В движениях моего друга мне прежде всего бросилась в глаза какая-то неровность, невыдержанность, следствие, как я вскоре убедился, постоянной, но слабой и тщетной борьбы с крайним нервным возбуждением. Я ожидал чего-нибудь подобного не только по письму, но и по воспоминаниям о некоторых особенностях его характера, проявлявшихся в детстве, да и по всему, что я знал об его физическом состоянии и темпераменте. Он то и дело переходил от оживления к унынию. Голос его также мгновенно изменялся: дрожь нерешительности (когда жизненные силы, по-видимому, совершенно исчезали) сменялась звуком стремительной уверенности, отрывистым, резким, не терпящим возражений, грубоватым звуком, тем веским, мерным, горловым говором, какой бывает у горького пьяницы или записного курильщика опиума в минуты сильнейшего возбуждения.
Так говорил он о цели моего посещения, о своём горячем желании видеть меня, об утешении, которое доставил ему мой приезд. Затем, как будто не совсем охотно, перешёл к своей болезни. Это был, по его словам, наследственный семейный недуг, против которого, кажется, нет лекарства… чисто нервное расстройство, – прибавил он поспешно, – которое, вероятно, пройдёт само собою. Оно выражалось в различных болезненных ощущениях. Некоторые из них заинтересовали и поразили меня, хотя, быть может, при этом действовали звуки голоса и слова рассказа. Он жестоко страдал от чрезмерной остроты чувств, принимал только самую безвкусную пищу, носил только известные ткани, не терпел запаха цветов. Самый слабый свет раздражал его глаза, и только немногие звуки, исключительно струнных инструментов, не внушали ему ужаса.

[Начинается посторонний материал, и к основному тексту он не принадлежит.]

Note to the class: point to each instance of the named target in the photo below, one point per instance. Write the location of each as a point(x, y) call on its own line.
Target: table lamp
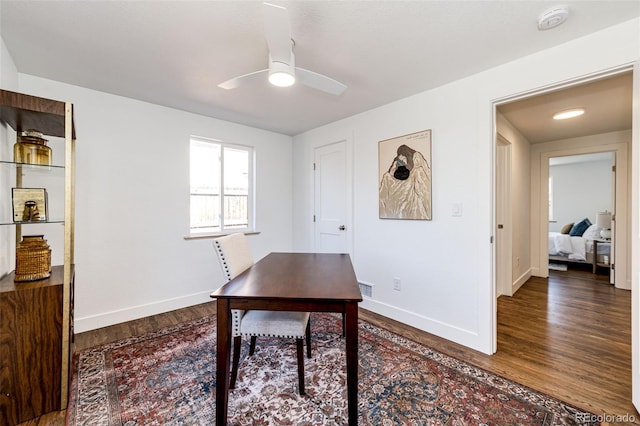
point(603, 221)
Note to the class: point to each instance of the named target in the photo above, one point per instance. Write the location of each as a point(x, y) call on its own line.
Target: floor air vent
point(366, 289)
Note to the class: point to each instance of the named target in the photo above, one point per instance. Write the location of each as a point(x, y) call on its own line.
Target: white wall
point(132, 203)
point(580, 190)
point(446, 265)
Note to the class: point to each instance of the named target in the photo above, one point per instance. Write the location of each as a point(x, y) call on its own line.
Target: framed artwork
point(404, 167)
point(29, 204)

Оказалось также, что он подвержен беспричинному неестественному страху.
– Я погибну, – говорил он, – я должен погибнуть от этого жалкого безумия. Так, так, а не иначе, суждено мне погибнуть. Я страшусь будущих событий, не их самих, а их последствий. Дрожу при мысли о самых обыденных происшествиях, потому что они могут повлиять на это возбуждение невыносимое. Боюсь не столько самой опасности, сколько её неизбежного следствия – ужаса. Чувствую, что это развинченное, это жалкое состояние рано или поздно кончится потерей рассудка и жизни в борьбе со зловещим призраком – страхом!